Japan Coast Guard vessel close to disputed islands [file image]
Image caption Japanese Coast Guard vessels are monitoring activity around the islands

It's tempting to search for a sporting analogy for the latest downward-turn in relations between China and Japan. Diplomacy, too, can include a fair amount of point-scoring, feigned injury, national stereotyping and playing to the crowd.

The crisis over the uninhabited group of islands in the East China Sea (Diaoyu in China, Senkaku in Japan) is of course a great deal more serious than any sport. There is now a real danger that if the two countries begin enforcing their control of airspace over the islands with warplanes, an accidental clash could occur.

Unfortunately there's no prospect of a referee blowing a whistle for full-time, no hand-shakes between the players, and no diplomatic trip to the pub after the game.

It's not just that there are no acceptable candidates for the job of ref (the United States is certainly not considered a neutral umpire). It's actually difficult to see just how there can be any resolution to the dispute at all.

The issue of Chinese sovereignty over the islands has in many ways come to define the foreign policy of China's new leader Xi Jinping - even though this crisis began before he took the top job. Portraying China as newly assertive and unafraid plays well here. Anti-Japanese sentiment in China is widespread. All of which makes it easy to see why Xi's more muscular, and increasingly militarised stance towards Japan would be popular at home.

But it also leaves him with no room to back down with anything less than a full concession from Tokyo that the islands are indeed Chinese.

Over in Tokyo, there is no mood in Shinzo Abe's nationalist government to be seen to cower in the face of what's being described as Chinese bullying.

Two countries, two governments, one elected, the other not, but both giving themselves very little political room to move.

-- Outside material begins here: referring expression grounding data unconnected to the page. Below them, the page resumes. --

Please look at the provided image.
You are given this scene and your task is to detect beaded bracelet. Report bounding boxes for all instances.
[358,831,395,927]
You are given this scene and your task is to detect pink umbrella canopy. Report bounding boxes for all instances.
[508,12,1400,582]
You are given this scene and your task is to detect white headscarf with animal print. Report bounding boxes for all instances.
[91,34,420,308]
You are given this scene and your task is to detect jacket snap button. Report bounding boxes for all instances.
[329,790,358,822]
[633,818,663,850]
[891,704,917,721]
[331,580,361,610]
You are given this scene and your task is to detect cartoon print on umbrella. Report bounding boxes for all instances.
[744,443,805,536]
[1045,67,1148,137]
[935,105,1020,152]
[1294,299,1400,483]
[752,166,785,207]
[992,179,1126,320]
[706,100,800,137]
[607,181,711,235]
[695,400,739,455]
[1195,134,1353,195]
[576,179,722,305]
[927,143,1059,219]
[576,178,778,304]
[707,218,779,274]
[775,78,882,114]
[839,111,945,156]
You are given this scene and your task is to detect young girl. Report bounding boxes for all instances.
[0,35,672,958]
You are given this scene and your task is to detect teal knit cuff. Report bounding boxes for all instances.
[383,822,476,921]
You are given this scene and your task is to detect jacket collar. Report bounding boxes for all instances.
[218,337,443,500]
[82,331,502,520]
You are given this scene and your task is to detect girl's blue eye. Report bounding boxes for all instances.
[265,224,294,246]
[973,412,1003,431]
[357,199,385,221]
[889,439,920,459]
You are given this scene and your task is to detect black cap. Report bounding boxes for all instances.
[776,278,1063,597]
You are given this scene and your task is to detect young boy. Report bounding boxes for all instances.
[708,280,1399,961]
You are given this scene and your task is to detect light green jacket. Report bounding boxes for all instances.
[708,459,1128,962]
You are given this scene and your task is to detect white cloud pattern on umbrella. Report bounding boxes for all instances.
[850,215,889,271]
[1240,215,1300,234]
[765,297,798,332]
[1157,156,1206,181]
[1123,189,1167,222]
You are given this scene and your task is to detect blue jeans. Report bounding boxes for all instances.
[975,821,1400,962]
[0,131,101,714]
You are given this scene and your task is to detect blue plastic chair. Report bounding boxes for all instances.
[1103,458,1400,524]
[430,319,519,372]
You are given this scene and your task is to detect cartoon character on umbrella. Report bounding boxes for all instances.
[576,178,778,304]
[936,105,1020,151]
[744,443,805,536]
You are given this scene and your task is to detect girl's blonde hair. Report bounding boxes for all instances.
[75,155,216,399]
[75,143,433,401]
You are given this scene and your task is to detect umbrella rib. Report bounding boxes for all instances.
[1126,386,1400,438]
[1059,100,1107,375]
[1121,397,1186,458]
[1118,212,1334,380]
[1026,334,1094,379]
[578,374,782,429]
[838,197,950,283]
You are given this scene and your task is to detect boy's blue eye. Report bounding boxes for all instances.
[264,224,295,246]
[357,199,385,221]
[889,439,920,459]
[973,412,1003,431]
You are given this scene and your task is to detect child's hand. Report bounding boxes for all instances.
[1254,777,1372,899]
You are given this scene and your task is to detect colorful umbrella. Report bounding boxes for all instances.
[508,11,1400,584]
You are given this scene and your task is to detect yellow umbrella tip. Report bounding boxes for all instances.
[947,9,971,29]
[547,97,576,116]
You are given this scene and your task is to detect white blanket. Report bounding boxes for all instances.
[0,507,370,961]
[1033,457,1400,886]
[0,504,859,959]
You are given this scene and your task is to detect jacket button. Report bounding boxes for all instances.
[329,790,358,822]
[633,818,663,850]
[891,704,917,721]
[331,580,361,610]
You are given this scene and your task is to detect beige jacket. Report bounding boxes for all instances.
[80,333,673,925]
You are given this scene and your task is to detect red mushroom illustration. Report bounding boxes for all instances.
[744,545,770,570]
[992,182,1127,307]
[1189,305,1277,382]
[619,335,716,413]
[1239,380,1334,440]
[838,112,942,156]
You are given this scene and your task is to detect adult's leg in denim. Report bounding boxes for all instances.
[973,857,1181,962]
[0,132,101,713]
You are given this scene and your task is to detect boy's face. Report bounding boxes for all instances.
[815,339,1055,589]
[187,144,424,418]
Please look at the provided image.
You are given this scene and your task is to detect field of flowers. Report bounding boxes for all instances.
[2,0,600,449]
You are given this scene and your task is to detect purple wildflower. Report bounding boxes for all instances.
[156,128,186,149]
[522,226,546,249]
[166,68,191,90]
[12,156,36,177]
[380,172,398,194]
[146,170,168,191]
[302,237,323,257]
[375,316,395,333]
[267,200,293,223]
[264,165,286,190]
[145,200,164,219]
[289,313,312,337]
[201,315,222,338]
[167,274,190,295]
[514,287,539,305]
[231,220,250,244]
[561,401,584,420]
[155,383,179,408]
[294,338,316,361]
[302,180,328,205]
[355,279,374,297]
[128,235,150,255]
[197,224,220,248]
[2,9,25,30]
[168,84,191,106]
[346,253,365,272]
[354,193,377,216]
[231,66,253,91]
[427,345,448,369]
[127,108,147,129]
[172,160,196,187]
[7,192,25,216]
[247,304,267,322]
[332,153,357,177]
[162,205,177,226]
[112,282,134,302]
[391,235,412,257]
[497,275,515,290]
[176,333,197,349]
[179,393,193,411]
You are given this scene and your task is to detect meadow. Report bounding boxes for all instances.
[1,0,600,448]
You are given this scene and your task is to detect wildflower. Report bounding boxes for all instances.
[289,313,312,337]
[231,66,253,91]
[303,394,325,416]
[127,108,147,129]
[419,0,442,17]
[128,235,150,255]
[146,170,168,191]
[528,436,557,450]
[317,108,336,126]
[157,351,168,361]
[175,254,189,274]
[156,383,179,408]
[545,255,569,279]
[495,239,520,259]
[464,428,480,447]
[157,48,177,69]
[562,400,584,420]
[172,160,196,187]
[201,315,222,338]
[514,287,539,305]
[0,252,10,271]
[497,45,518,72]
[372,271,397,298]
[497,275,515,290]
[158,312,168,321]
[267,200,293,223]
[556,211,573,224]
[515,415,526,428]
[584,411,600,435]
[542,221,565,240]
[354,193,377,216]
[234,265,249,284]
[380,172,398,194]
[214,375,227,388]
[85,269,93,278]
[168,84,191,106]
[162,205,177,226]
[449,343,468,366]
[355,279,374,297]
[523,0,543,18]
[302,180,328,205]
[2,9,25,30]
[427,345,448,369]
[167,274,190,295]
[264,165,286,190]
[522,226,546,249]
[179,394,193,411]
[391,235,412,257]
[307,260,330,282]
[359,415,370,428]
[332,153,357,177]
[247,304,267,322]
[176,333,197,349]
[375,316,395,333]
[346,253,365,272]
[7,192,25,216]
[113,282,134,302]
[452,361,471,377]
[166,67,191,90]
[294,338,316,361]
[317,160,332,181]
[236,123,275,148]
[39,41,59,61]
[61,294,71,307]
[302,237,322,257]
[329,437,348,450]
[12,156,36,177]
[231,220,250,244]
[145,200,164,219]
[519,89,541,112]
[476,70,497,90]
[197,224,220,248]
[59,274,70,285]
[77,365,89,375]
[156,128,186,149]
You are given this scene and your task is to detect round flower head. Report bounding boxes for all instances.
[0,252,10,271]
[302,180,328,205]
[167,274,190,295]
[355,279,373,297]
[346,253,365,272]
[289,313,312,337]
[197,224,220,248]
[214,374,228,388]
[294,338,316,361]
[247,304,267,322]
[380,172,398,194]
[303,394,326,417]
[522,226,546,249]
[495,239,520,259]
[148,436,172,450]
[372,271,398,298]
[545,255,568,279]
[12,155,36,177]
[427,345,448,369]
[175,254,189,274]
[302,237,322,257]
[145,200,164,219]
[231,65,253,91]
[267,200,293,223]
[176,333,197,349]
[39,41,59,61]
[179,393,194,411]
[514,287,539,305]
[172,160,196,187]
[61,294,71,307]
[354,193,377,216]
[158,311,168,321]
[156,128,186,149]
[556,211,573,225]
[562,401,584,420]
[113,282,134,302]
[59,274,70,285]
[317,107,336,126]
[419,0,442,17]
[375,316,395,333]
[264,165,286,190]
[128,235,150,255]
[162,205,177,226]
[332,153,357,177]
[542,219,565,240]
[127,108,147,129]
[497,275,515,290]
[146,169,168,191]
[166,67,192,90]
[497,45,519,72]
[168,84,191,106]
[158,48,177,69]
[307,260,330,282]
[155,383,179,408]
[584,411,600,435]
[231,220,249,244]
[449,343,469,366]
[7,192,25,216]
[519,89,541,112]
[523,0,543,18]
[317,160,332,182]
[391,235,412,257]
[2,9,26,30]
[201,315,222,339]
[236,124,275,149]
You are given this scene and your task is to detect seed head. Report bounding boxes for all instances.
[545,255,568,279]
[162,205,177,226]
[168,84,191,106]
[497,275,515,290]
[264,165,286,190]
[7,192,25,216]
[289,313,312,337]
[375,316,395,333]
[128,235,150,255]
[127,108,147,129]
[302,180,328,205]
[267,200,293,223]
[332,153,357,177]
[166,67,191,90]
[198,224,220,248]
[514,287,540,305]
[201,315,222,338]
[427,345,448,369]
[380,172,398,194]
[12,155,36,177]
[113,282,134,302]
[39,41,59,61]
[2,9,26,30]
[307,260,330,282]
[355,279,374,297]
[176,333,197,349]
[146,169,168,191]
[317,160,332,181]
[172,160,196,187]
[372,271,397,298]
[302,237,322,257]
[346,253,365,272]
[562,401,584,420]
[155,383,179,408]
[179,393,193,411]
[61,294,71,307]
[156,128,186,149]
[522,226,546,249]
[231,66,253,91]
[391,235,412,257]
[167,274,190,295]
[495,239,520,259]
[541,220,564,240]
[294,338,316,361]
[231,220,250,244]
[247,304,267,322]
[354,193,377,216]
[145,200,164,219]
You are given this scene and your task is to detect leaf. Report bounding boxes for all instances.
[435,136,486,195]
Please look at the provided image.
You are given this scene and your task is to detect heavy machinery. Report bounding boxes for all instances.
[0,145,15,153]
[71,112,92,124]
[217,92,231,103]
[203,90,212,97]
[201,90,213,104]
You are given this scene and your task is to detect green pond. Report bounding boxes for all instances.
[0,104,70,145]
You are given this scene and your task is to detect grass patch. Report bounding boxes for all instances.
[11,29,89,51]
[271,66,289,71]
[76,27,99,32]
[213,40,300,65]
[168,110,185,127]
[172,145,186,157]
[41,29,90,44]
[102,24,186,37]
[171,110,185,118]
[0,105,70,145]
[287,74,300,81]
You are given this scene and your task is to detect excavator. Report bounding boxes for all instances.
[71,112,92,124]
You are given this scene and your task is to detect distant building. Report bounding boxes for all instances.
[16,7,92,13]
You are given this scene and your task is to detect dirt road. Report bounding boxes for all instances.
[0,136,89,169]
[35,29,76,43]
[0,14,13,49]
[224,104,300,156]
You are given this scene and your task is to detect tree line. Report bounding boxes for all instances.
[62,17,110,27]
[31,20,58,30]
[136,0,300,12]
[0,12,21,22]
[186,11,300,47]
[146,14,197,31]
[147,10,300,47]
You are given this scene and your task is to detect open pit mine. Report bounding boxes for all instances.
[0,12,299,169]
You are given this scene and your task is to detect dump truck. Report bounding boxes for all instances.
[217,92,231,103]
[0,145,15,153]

In Japan at least there are voices urging caution, pointing out the risks. In China the public discourse is heavily controlled and until now entirely free of any critical debate about China's policy and stance on the islands.

No voices arguing that China needs better relations with its neighbour, that the world needs its second and third biggest economies to get along.

So while backing down doesn't seem remotely possible, backing off is, for now, probably the best we can hope for.